Lorsque les temps sont venus où le genre humain devait obtenir le don d’une parfaite liberté, le Verbe a annoncé, en lavant lui-même les pieds de ses apôtres, qu’il allait purger les filles de Sion de toutes leurs souillures. Toute la destinée du genre humain ayant droit à l’héritage céleste roule dans ce cercle : de même que, par le premier homme, nous avons été jetés dans l’esclavage de la mort, ainsi, par le dernier homme, qui est Jésus-Christ, nous devons être, à partir des apôtres, lavés et purifiés des atteintes du péché et être rendus à la vie éternelle ; car, en lavant les pieds de ses apôtres, il a sanctifié tout le corps des chrétiens et leur a donné le don de pureté.
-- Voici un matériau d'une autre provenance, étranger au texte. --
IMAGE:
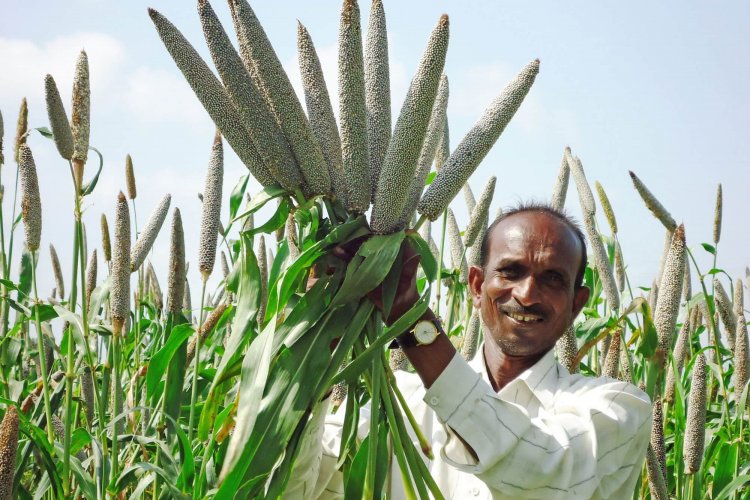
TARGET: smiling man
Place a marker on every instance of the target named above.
(512, 423)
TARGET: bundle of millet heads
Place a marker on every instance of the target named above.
(326, 177)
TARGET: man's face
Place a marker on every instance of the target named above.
(527, 292)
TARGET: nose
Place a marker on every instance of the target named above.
(526, 291)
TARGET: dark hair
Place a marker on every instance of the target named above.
(544, 208)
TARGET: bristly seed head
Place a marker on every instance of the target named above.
(58, 119)
(176, 279)
(31, 204)
(81, 109)
(211, 210)
(120, 273)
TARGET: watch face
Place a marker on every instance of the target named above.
(425, 332)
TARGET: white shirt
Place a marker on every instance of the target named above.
(547, 434)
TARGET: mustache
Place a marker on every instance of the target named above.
(516, 308)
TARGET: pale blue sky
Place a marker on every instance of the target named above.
(657, 88)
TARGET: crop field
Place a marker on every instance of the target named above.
(124, 382)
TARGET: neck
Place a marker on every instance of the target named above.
(502, 368)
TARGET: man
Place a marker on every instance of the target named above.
(512, 423)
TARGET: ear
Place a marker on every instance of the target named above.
(580, 298)
(476, 279)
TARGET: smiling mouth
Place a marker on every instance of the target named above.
(524, 318)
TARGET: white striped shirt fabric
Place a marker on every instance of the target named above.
(547, 434)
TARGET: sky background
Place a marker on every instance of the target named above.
(657, 88)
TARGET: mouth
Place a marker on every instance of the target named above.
(524, 319)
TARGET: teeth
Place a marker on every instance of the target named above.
(523, 318)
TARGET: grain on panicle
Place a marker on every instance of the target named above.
(480, 214)
(8, 448)
(22, 129)
(377, 92)
(653, 204)
(263, 262)
(606, 207)
(210, 220)
(585, 196)
(457, 247)
(670, 291)
(352, 110)
(724, 308)
(476, 144)
(741, 359)
(567, 349)
(601, 261)
(619, 268)
(657, 435)
(87, 392)
(560, 189)
(147, 236)
(31, 204)
(444, 148)
(426, 156)
(405, 146)
(120, 272)
(176, 280)
(473, 336)
(320, 110)
(58, 119)
(91, 271)
(106, 244)
(80, 123)
(656, 482)
(130, 177)
(256, 116)
(57, 271)
(213, 97)
(205, 330)
(717, 216)
(261, 60)
(695, 426)
(679, 355)
(612, 361)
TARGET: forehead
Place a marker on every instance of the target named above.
(537, 236)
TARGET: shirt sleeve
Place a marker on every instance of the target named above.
(590, 443)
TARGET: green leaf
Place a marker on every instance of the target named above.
(259, 200)
(709, 248)
(159, 362)
(236, 197)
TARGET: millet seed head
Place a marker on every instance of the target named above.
(176, 279)
(80, 123)
(402, 155)
(320, 110)
(58, 119)
(476, 144)
(31, 204)
(8, 449)
(148, 235)
(695, 427)
(352, 110)
(120, 272)
(653, 204)
(22, 128)
(213, 96)
(377, 92)
(560, 189)
(210, 220)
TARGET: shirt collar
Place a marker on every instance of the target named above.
(542, 378)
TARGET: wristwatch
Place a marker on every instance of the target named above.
(425, 332)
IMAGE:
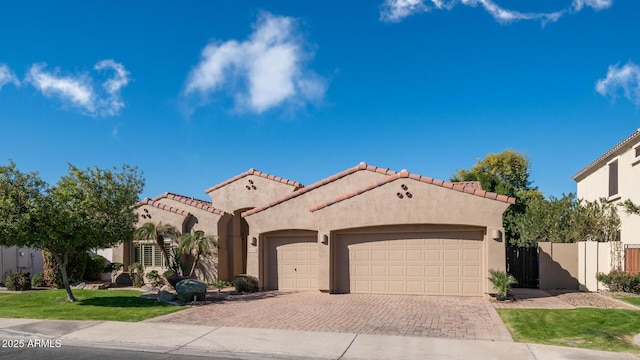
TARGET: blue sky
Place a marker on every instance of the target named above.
(196, 92)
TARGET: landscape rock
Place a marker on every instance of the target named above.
(190, 288)
(78, 285)
(166, 296)
(98, 286)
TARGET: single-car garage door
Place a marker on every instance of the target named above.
(438, 263)
(292, 262)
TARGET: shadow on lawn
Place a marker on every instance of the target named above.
(121, 301)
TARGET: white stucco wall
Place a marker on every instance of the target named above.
(594, 184)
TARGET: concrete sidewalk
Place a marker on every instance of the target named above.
(251, 343)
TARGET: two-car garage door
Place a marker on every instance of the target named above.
(396, 262)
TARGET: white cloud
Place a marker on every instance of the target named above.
(625, 78)
(397, 10)
(75, 90)
(112, 103)
(7, 76)
(78, 91)
(595, 4)
(263, 72)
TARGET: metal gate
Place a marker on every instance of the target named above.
(522, 263)
(632, 259)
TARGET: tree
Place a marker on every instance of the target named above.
(197, 243)
(87, 209)
(630, 208)
(157, 232)
(505, 173)
(568, 220)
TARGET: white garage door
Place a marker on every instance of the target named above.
(410, 263)
(292, 263)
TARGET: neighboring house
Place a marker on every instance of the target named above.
(14, 259)
(363, 230)
(615, 176)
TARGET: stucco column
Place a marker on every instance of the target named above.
(237, 244)
(253, 259)
(324, 261)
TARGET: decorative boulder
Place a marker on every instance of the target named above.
(165, 296)
(189, 288)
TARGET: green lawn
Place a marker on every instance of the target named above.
(589, 328)
(633, 300)
(115, 305)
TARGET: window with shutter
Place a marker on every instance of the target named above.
(613, 178)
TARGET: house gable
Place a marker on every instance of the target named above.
(250, 189)
(155, 212)
(407, 198)
(292, 210)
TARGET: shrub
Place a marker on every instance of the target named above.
(38, 280)
(95, 266)
(245, 283)
(220, 284)
(502, 282)
(111, 267)
(620, 281)
(19, 281)
(154, 278)
(136, 271)
(75, 268)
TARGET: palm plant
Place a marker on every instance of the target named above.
(157, 233)
(502, 282)
(198, 244)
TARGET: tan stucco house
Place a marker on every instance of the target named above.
(364, 230)
(14, 259)
(615, 176)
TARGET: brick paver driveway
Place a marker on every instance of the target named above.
(472, 318)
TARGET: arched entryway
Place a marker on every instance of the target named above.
(232, 255)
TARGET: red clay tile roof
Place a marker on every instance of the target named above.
(611, 151)
(472, 190)
(150, 202)
(255, 172)
(361, 166)
(189, 201)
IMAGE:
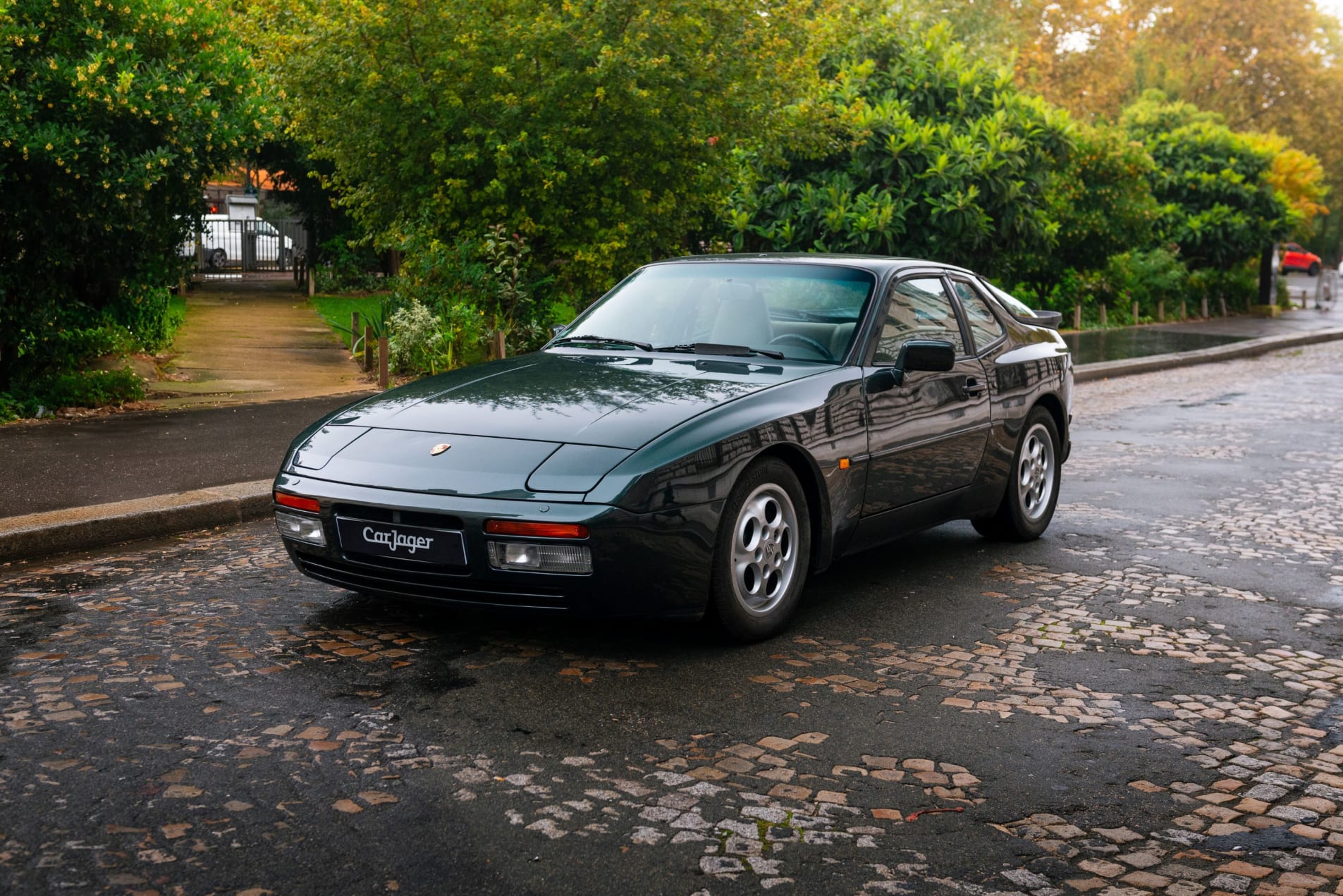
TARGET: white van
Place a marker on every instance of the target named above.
(231, 242)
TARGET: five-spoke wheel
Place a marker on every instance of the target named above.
(1036, 472)
(763, 553)
(1033, 485)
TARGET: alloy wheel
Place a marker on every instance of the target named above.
(764, 548)
(1036, 472)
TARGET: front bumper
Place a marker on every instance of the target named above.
(653, 565)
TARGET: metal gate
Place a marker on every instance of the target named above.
(227, 246)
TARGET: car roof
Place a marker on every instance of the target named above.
(877, 265)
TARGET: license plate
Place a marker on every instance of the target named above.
(442, 547)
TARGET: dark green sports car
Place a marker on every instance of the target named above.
(703, 438)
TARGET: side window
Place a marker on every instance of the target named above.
(983, 327)
(919, 309)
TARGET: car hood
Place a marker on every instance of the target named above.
(553, 421)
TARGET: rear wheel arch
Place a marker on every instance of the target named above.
(1056, 410)
(818, 501)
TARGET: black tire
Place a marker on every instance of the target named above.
(1018, 519)
(783, 551)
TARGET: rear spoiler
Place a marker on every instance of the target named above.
(1043, 319)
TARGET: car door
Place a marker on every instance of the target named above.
(926, 436)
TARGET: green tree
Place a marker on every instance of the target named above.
(1220, 204)
(113, 116)
(924, 151)
(1102, 200)
(598, 129)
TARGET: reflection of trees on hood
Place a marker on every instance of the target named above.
(579, 386)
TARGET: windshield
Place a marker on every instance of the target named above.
(805, 312)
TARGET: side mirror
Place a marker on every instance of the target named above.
(933, 355)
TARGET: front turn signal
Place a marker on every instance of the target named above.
(536, 529)
(297, 503)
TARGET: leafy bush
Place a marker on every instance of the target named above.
(926, 151)
(598, 129)
(345, 265)
(1239, 285)
(92, 388)
(1147, 278)
(114, 116)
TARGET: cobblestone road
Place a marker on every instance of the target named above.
(1150, 700)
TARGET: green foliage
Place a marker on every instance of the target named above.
(1102, 200)
(1220, 207)
(427, 343)
(927, 152)
(1239, 285)
(347, 266)
(1143, 277)
(49, 375)
(599, 129)
(112, 116)
(92, 388)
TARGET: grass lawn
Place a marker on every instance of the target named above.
(336, 311)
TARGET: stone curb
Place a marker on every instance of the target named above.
(38, 535)
(1248, 348)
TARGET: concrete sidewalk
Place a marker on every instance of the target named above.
(69, 464)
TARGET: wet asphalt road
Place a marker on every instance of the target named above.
(1150, 699)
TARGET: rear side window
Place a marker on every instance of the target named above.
(985, 327)
(919, 309)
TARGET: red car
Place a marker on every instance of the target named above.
(1296, 258)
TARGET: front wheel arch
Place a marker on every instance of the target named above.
(818, 498)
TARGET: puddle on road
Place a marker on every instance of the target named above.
(1114, 345)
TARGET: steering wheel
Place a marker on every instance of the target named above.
(798, 339)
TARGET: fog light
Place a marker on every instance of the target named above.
(540, 558)
(301, 528)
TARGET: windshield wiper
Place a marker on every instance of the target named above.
(603, 340)
(716, 348)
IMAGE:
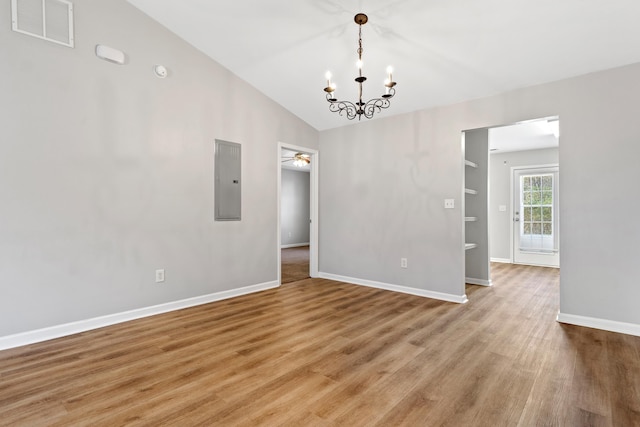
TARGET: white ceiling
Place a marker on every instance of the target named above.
(442, 51)
(531, 135)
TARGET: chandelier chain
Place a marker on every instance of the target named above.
(360, 108)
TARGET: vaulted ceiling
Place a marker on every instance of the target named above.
(442, 51)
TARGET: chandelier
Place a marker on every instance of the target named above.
(360, 108)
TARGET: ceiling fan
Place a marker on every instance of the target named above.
(299, 159)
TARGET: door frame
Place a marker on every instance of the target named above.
(313, 208)
(513, 202)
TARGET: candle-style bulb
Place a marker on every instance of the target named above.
(328, 77)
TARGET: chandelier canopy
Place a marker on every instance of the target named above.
(360, 108)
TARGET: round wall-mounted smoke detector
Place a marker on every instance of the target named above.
(160, 71)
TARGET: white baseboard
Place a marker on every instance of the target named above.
(294, 245)
(44, 334)
(596, 323)
(460, 299)
(481, 282)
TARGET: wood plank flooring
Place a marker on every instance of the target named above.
(294, 264)
(323, 353)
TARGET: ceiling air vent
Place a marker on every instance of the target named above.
(45, 19)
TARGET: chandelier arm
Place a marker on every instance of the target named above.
(360, 108)
(375, 106)
(343, 107)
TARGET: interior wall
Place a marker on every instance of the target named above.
(389, 203)
(500, 223)
(106, 172)
(295, 212)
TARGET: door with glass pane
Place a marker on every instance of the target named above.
(535, 217)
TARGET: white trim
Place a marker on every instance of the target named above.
(460, 299)
(44, 334)
(313, 208)
(481, 282)
(294, 245)
(596, 323)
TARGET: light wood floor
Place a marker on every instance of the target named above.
(319, 352)
(294, 264)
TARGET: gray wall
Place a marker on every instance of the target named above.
(295, 212)
(106, 172)
(389, 204)
(500, 223)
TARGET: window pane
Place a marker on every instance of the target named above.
(536, 214)
(536, 198)
(536, 228)
(536, 183)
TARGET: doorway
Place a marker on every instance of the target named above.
(297, 231)
(535, 216)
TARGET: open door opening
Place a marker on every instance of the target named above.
(297, 213)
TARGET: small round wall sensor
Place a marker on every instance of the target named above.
(160, 71)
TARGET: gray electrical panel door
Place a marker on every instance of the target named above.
(227, 181)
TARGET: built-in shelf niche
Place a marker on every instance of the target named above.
(476, 162)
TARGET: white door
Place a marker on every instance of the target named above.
(535, 216)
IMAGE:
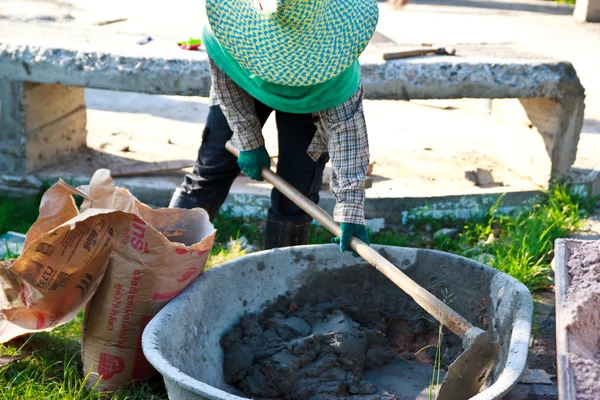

Aussi, après cette cérémonie, il les servait étant assis à table, voulant marquer par là qu’il allait bientôt rendre la vie à ceux qui étaient assis dans l’ombre de la mort, comme on le voit par les paroles du prophète Jérémie : « Le Seigneur s’est souvenu de ceux qui sont morts en Israël et qui dorment dans le champ du repos, et il est descendu vers eux pour leur annoncer le salut et pour les conduire à la vie. » Ainsi, lorsque le moment de la passion du Sauveur fut venu, les yeux de ses disciples s’appesantirent ; quand il vint les visiter, il les trouva endormis, et ne les réveilla point ; signifiant par là que Dieu a égard au repos des hommes. Mais, venant à eux une seconde fois, il les réveilla, pour marquer que sa passion devait être le signal de ceux qui dorment dans les ombres de la mort, et qu’il allait bientôt descendre dans les entrailles de la terre, pour se faire voir ensuite à eux. C’est ce qu’il voulait exprimer, quand il disait à ses disciples : « En vérité je vous dis que beaucoup de prophètes et de justes ont désiré voir ce que vous voyez et ne l’ont pas vu, et entendre ce que vous entendez, et ne l’ont point entendu. »

Il est donc certain que ce n’est pas seulement pour le salut de ceux qui vivaient alors, c’est-à-dire au temps du règne de César Tibère, et qui croyaient en lui que le Christ est venu sur la terre, mais encore pour le salut de tous ceux qui ont cru en lui dans les temps antérieurs, qui ont désiré de le voir et d’entendre sa voix, et pour tous ceux qui croiraient en lui dans les temps à venir ; enfin, qu’il est venu pour sauver tous les hommes, à quelque siècle qu’ils appartiennent, qui auront eu la crainte de Dieu, qui auront vécu dans la justice et auront aimé Dieu et leur prochain. Aussi, lors de son second avénement, il réveillera ceux-là les premiers du sommeil de la mort, et, après le jugement général, il les établira dans son royaume céleste ; parce que ce Dieu qui a inspiré les patriarches « est le même qui justifie par la foi les circoncis et les incirconsis. » Et de même que les anciens justes étaient la figure de l’Église future et du nouveau Testament, de même l’Église, ainsi que nous qui vivons sous sa loi, nous sommes la figure et comme le reflet des justes et des patriarches des anciens temps, qui reçoivent maintenant dans le ciel la récompense de leurs travaux.